Ferrari prepara um Purosangue mais afiado e mais potente para o topo da gama
Segundo várias fontes, a Ferrari está a desenvolver uma versão mais potente e mais focada na condução do Purosangue, com estreia provável na segunda metade de 2026. Essas fontes apontam para dois caminhos: lançar um modelo de performance distinto ou oferecer um pacote Assetto Fiorano mais agressivo do que até aqui. A Reuters noticiou que a Ferrari planeia lançar cinco novos modelos este ano, o que enquadra bem um Purosangue mais incisivo no ciclo de produto atual.
O Purosangue atual já parte de um patamar muito elevado. O primeiro modelo de quatro portas e quatro lugares da Ferrari recorre a um V12 atmosférico de 6,5 litros, com 725 cv às 7.750 rpm, e acelera de 0 a 100 km/h em 3,3 segundos. Ou seja, a Ferrari não está a tentar salvar um modelo de base fraco. Procura, isso sim, formas de afiar o carácter e aproximar o Purosangue do ideal tradicional da marca de um verdadeiro carro para o condutor.
A lógica do Assetto Fiorano aponta o caminho
Se a Ferrari seguir a fórmula já conhecida do Assetto Fiorano, os engenheiros vão concentrar-se em três alavancas principais: reduzir massa, aumentar a carga aerodinâmica e tornar mais incisivas as respostas dinâmicas. A própria Ferrari usa há muito a designação Assetto Fiorano para sinalizar precisamente esse tipo de tratamento. Noutros modelos, costuma traduzir-se em componentes em fibra de carbono, revisões de chassis e uma afinação mais orientada para utilização em pista.
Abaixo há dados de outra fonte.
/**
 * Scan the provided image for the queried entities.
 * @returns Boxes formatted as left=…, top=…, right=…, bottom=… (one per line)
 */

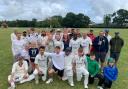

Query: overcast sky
left=0, top=0, right=128, bottom=23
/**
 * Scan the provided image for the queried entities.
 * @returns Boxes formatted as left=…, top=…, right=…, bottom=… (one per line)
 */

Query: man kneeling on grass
left=73, top=47, right=89, bottom=89
left=46, top=46, right=65, bottom=84
left=8, top=54, right=34, bottom=89
left=33, top=46, right=51, bottom=84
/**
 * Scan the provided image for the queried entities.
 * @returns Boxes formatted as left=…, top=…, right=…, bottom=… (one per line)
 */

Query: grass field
left=0, top=28, right=128, bottom=89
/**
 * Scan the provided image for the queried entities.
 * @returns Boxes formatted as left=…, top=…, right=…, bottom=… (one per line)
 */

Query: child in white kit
left=73, top=47, right=89, bottom=89
left=33, top=46, right=51, bottom=84
left=62, top=47, right=74, bottom=87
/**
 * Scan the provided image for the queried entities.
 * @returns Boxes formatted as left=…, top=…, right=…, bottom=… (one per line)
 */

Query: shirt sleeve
left=12, top=40, right=17, bottom=56
left=84, top=56, right=88, bottom=69
left=34, top=55, right=39, bottom=65
left=89, top=37, right=92, bottom=45
left=92, top=62, right=100, bottom=76
left=11, top=63, right=16, bottom=74
left=61, top=42, right=64, bottom=51
left=45, top=52, right=53, bottom=57
left=69, top=40, right=72, bottom=47
left=24, top=61, right=28, bottom=71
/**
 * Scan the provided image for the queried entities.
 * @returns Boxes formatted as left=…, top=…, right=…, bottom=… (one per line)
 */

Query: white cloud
left=0, top=0, right=128, bottom=23
left=0, top=0, right=66, bottom=20
left=86, top=0, right=128, bottom=23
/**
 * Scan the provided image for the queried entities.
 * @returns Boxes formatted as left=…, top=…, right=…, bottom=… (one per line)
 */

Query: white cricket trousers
left=63, top=67, right=74, bottom=84
left=8, top=74, right=34, bottom=87
left=76, top=67, right=89, bottom=86
left=33, top=68, right=47, bottom=81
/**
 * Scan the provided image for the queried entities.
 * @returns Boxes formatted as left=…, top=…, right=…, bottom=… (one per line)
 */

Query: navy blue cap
left=104, top=29, right=109, bottom=33
left=65, top=47, right=72, bottom=52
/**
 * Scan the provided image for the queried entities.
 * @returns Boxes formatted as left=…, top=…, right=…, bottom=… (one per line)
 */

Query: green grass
left=0, top=28, right=128, bottom=89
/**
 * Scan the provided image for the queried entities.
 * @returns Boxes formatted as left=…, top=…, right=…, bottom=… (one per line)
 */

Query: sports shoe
left=97, top=86, right=103, bottom=89
left=70, top=83, right=74, bottom=87
left=84, top=85, right=88, bottom=89
left=46, top=78, right=53, bottom=84
left=35, top=75, right=39, bottom=84
left=8, top=86, right=15, bottom=89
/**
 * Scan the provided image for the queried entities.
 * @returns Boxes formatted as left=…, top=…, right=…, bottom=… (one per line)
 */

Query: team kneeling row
left=8, top=46, right=118, bottom=89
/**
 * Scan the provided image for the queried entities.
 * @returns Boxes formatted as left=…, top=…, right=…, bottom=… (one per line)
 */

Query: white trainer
left=8, top=86, right=15, bottom=89
left=84, top=85, right=88, bottom=89
left=46, top=78, right=53, bottom=84
left=97, top=86, right=103, bottom=89
left=70, top=83, right=74, bottom=87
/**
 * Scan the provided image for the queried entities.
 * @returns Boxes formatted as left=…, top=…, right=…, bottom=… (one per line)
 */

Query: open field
left=0, top=28, right=128, bottom=89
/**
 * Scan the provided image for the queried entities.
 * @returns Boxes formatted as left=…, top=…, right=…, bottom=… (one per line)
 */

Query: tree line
left=0, top=12, right=90, bottom=28
left=1, top=9, right=128, bottom=28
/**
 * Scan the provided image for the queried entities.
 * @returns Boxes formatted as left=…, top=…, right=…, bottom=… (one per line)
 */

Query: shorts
left=52, top=65, right=64, bottom=77
left=110, top=52, right=120, bottom=62
left=95, top=52, right=106, bottom=63
left=76, top=67, right=89, bottom=81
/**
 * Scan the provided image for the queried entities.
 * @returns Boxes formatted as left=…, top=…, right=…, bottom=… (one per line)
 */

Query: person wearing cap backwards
left=62, top=47, right=74, bottom=87
left=104, top=29, right=112, bottom=62
left=97, top=58, right=118, bottom=89
left=110, top=32, right=124, bottom=64
left=8, top=54, right=34, bottom=89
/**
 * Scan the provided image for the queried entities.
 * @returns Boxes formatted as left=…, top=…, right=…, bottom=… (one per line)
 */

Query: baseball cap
left=65, top=47, right=72, bottom=52
left=108, top=58, right=115, bottom=63
left=104, top=29, right=109, bottom=33
left=15, top=53, right=24, bottom=60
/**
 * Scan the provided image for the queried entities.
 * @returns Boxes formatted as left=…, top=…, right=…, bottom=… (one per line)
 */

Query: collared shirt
left=81, top=37, right=92, bottom=54
left=12, top=61, right=28, bottom=76
left=35, top=53, right=49, bottom=69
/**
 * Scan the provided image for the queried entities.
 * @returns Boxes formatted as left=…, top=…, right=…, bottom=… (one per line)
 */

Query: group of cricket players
left=8, top=28, right=118, bottom=89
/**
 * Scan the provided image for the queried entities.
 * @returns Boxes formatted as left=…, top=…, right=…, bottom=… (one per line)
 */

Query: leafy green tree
left=104, top=14, right=111, bottom=27
left=112, top=9, right=128, bottom=26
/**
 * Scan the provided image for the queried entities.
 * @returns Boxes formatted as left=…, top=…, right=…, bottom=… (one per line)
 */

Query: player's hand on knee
left=23, top=75, right=28, bottom=79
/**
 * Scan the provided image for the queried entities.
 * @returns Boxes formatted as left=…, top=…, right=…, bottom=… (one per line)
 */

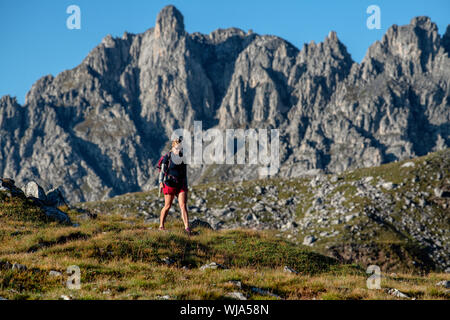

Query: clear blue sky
left=1, top=0, right=449, bottom=105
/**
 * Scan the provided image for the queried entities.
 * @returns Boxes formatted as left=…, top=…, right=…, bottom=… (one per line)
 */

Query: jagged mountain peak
left=0, top=95, right=17, bottom=106
left=155, top=5, right=185, bottom=38
left=300, top=30, right=350, bottom=58
left=0, top=10, right=448, bottom=203
left=370, top=15, right=440, bottom=59
left=410, top=16, right=437, bottom=30
left=442, top=25, right=450, bottom=55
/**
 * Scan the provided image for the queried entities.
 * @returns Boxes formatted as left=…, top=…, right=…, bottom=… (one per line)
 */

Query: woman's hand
left=159, top=182, right=164, bottom=190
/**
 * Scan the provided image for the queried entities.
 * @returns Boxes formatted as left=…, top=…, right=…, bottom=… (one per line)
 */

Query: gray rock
left=24, top=181, right=47, bottom=201
left=190, top=218, right=213, bottom=230
left=381, top=182, right=395, bottom=191
left=162, top=257, right=175, bottom=265
left=200, top=262, right=227, bottom=270
left=252, top=203, right=265, bottom=213
left=303, top=235, right=316, bottom=246
left=436, top=280, right=450, bottom=288
left=49, top=270, right=62, bottom=277
left=12, top=263, right=27, bottom=271
left=211, top=208, right=229, bottom=217
left=364, top=176, right=374, bottom=183
left=283, top=266, right=299, bottom=274
left=251, top=287, right=281, bottom=299
left=226, top=292, right=247, bottom=300
left=254, top=186, right=264, bottom=194
left=387, top=288, right=409, bottom=299
left=45, top=187, right=68, bottom=207
left=42, top=206, right=71, bottom=224
left=401, top=162, right=415, bottom=168
left=434, top=187, right=443, bottom=197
Aplicada ao Purosangue, essa receita faria sentido do ponto de vista comercial. Reforçaria o apelo emocional do carro sem obrigar a Ferrari a criar uma arquitetura totalmente nova. Para uma empresa que sabe exatamente quanto pode cobrar por um pouco mais de drama e um pouco menos de compromisso, é um trunfo útil.
A exclusividade reforça ainda mais o argumento de negócio
A lógica torna-se ainda mais convincente do ponto de vista empresarial. A carteira de encomendas da Ferrari, segundo o diretor executivo da empresa, já se estende até ao final de 2027. A procura mantém-se muito forte, enquanto a produção do Purosangue é deliberadamente limitada a menos de 20 por cento do total de entregas, para preservar a exclusividade.
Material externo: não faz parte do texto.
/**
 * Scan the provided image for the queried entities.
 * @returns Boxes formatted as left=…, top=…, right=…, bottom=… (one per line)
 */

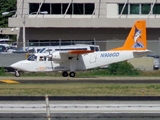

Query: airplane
left=10, top=20, right=151, bottom=77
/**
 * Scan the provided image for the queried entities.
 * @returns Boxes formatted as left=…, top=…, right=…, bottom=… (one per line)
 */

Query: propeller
left=46, top=48, right=54, bottom=71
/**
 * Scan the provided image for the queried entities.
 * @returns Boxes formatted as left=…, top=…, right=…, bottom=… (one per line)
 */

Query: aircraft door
left=48, top=56, right=54, bottom=71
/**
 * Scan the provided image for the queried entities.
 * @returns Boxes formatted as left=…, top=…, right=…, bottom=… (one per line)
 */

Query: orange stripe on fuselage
left=69, top=50, right=94, bottom=54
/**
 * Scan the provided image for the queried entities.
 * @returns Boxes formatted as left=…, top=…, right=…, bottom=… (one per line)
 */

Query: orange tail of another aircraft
left=111, top=20, right=146, bottom=51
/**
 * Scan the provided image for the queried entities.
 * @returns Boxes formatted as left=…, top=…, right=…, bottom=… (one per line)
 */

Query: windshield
left=27, top=54, right=37, bottom=61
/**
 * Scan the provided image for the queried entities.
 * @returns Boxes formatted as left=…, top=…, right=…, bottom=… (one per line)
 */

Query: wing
left=52, top=50, right=94, bottom=62
left=52, top=50, right=94, bottom=71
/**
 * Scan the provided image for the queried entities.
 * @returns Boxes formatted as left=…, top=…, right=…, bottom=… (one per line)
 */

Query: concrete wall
left=128, top=57, right=154, bottom=71
left=0, top=53, right=26, bottom=67
left=9, top=18, right=160, bottom=28
left=0, top=28, right=18, bottom=35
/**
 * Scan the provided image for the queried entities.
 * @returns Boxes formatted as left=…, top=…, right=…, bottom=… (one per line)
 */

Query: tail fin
left=111, top=20, right=146, bottom=51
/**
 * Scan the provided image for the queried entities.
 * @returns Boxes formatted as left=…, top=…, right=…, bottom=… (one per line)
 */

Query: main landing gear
left=62, top=71, right=76, bottom=77
left=15, top=70, right=20, bottom=77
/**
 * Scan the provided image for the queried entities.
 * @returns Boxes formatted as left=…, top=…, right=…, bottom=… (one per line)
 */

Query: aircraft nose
left=10, top=62, right=20, bottom=69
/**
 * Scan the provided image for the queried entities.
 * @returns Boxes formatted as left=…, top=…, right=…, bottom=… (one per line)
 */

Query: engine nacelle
left=52, top=51, right=68, bottom=62
left=52, top=51, right=62, bottom=61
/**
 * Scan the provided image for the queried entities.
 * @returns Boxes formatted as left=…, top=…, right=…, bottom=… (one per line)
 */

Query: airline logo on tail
left=110, top=20, right=146, bottom=51
left=133, top=26, right=144, bottom=48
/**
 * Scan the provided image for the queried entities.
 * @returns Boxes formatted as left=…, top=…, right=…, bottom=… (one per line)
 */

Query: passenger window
left=39, top=56, right=44, bottom=61
left=95, top=47, right=99, bottom=51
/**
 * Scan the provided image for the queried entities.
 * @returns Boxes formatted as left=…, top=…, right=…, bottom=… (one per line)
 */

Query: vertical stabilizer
left=111, top=20, right=146, bottom=51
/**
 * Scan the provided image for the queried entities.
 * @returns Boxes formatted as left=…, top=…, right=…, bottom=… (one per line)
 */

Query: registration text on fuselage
left=100, top=52, right=120, bottom=57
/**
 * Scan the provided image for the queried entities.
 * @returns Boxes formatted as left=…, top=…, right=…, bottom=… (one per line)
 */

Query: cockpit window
left=27, top=54, right=37, bottom=61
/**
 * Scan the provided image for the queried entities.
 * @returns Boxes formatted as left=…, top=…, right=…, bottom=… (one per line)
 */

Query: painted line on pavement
left=0, top=80, right=19, bottom=84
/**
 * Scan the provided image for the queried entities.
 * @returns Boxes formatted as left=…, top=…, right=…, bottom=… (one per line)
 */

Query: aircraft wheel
left=62, top=71, right=68, bottom=77
left=15, top=71, right=20, bottom=77
left=69, top=72, right=76, bottom=77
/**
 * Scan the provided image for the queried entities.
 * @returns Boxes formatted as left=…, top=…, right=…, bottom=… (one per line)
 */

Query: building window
left=153, top=4, right=160, bottom=14
left=130, top=4, right=140, bottom=14
left=29, top=3, right=50, bottom=14
left=62, top=3, right=72, bottom=14
left=41, top=3, right=50, bottom=14
left=29, top=40, right=40, bottom=46
left=29, top=3, right=94, bottom=15
left=118, top=3, right=160, bottom=15
left=141, top=4, right=151, bottom=14
left=29, top=40, right=94, bottom=46
left=51, top=4, right=62, bottom=14
left=39, top=40, right=50, bottom=46
left=85, top=4, right=94, bottom=14
left=73, top=4, right=84, bottom=14
left=29, top=3, right=40, bottom=14
left=118, top=4, right=128, bottom=14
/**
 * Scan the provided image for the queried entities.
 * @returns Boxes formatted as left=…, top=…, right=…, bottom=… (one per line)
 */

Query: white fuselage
left=10, top=50, right=149, bottom=72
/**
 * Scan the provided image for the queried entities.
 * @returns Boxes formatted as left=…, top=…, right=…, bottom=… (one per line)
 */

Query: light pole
left=22, top=14, right=26, bottom=51
left=21, top=11, right=48, bottom=51
left=2, top=10, right=26, bottom=51
left=2, top=10, right=16, bottom=16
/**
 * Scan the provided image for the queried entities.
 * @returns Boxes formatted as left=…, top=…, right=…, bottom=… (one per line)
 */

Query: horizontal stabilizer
left=133, top=50, right=152, bottom=57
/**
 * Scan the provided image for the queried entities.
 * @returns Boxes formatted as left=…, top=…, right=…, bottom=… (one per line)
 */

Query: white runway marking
left=0, top=101, right=160, bottom=113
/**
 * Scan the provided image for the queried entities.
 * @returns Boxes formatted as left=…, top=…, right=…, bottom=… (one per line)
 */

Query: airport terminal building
left=8, top=0, right=160, bottom=53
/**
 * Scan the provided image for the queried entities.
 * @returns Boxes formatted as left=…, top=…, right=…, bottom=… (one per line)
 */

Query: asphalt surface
left=0, top=77, right=160, bottom=120
left=0, top=76, right=160, bottom=80
left=0, top=101, right=160, bottom=120
left=1, top=76, right=160, bottom=84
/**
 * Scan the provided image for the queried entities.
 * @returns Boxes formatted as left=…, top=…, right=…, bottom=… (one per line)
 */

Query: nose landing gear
left=15, top=70, right=20, bottom=77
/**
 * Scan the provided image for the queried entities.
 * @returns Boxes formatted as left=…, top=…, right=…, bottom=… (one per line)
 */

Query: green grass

Nesse contexto, uma versão de topo mais cara e mais rentável daria à Ferrari margem para aumentar os ganhos sem inflacionar o volume de produção. Em termos simples, Maranello não faria um Purosangue mais desportivo por necessidade. Fá-lo-ia porque o mercado está disposto a pagar caro por uma dose ainda mais concentrada daquilo que o carro já faz bastante bem.
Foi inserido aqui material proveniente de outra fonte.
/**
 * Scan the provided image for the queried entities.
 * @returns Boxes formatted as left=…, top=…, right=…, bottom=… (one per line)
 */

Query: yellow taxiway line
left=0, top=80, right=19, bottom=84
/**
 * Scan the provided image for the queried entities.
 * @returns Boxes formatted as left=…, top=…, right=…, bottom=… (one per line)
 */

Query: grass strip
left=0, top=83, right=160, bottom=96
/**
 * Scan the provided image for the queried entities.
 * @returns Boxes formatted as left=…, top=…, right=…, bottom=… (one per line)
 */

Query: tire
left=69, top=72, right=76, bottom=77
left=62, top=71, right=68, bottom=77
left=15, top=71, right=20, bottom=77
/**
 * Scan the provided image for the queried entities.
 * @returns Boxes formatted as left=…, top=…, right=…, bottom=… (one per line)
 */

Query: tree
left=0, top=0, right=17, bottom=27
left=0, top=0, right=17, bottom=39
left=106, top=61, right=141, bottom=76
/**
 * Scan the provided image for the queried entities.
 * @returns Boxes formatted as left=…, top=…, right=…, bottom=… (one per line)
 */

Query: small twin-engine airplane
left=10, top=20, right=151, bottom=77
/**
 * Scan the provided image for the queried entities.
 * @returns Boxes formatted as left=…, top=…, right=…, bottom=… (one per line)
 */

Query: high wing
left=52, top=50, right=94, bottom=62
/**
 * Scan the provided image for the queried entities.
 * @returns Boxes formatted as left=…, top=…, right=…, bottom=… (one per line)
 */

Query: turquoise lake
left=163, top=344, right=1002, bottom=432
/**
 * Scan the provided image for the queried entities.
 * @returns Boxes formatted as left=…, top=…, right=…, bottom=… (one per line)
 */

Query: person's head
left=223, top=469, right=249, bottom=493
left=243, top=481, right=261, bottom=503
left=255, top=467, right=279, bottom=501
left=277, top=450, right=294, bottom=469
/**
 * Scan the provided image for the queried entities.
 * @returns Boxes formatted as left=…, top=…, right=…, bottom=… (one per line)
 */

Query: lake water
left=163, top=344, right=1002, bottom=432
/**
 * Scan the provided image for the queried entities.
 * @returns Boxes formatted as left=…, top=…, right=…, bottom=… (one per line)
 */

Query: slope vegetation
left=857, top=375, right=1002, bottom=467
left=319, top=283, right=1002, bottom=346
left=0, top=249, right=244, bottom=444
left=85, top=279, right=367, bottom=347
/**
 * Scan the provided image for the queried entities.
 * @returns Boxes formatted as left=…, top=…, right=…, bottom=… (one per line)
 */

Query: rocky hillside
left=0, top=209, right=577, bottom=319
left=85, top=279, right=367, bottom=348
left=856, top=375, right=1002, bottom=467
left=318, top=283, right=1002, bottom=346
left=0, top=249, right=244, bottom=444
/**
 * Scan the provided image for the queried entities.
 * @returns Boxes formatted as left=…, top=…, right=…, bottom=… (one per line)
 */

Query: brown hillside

Mais do que mais um ajuste de gama
Isto significaria mais para a Ferrari do que uma expansão rotineira da gama. Confirmaria que, mesmo numa era moldada pela eletrificação, a empresa continua a ver um V12 atmosférico como um argumento de negócio sério, e não apenas como uma indulgência nostálgica.
Um Purosangue mais radical permitiria à Ferrari fazer duas coisas ao mesmo tempo. Manteria os tradicionalistas do seu lado e extrairia ainda mais valor de uma plataforma para a qual os clientes já estão em fila de espera. Em Maranello, isso tende a ser um problema muito elegante de ter.